Elle est à toi, dis-tu ? Don Etur ! sais-tu bien
Que j’ai suivi quatre ans son ombre comme un chien ?
Ce que j’ai fait ainsi, penses-tu que le fasse
Ce peu de hardiesse empreinte sur ta face,
Lorsque j’en saigne encor, et qu’à cette douleur
J’ai pris ce que mon front a gardé de pâleur ?
— Non, mais je sais qu’en tout, bouquets et sérénades,
Elle m’a bien coûté deux ou trois cents cruzades.
— Frère, ta langue est jeune et facile à mentir.
— Ma main est jeune aussi, frère, et rude à sentir.
— Que je la sente donc, et garde que ta bouche
Ne se rouvre une fois, sinon je te la bouche
Avec ce poignard, traître, afin d’y renfoncer
Les faussetés d’enfer qui voudraient y passer.
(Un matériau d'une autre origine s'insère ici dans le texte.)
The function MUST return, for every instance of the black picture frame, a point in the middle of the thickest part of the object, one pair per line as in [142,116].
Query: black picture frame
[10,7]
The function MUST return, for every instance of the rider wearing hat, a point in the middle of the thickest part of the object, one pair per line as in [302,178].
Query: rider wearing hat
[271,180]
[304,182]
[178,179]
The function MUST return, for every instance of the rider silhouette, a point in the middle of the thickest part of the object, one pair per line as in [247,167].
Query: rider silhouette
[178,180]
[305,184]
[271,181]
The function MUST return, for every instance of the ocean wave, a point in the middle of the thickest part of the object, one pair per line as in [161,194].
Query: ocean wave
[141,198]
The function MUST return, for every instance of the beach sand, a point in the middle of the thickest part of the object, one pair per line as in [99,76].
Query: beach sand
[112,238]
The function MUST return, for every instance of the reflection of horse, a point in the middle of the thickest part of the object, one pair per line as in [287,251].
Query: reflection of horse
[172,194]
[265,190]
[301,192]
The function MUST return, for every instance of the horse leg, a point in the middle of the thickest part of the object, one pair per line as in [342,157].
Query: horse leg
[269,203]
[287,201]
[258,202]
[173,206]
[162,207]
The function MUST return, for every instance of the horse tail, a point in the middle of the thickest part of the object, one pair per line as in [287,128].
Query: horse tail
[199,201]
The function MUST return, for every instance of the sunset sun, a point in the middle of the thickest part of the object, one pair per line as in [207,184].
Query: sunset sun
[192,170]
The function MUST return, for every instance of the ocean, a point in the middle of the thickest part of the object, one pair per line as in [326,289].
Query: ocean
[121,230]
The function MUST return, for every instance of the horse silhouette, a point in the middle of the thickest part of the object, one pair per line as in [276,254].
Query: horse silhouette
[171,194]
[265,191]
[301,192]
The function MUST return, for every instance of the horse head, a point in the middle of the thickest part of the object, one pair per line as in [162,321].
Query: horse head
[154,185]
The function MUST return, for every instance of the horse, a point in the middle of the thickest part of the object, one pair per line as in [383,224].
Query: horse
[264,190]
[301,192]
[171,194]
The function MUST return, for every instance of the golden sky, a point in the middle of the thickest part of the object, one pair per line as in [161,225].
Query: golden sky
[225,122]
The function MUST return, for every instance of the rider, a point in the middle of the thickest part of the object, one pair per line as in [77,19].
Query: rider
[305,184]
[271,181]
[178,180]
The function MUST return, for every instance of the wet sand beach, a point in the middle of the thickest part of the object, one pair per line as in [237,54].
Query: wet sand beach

— Oui-da ! celui qui parle avec tant d’arrogance,
A défaut de son droit, prouve sa confiance ;
Et quand avons-nous vu la belle ? Justement
Cette nuit ?
            - Ce matin.
                          - Ta lèvre sûrement
N’a pas de ses baisers sitôt perdu la trace ?
— Je vais te les cracher, si tu veux, à la face.
— Et ceci, dit Etur, ne t’est pas inconnu ? "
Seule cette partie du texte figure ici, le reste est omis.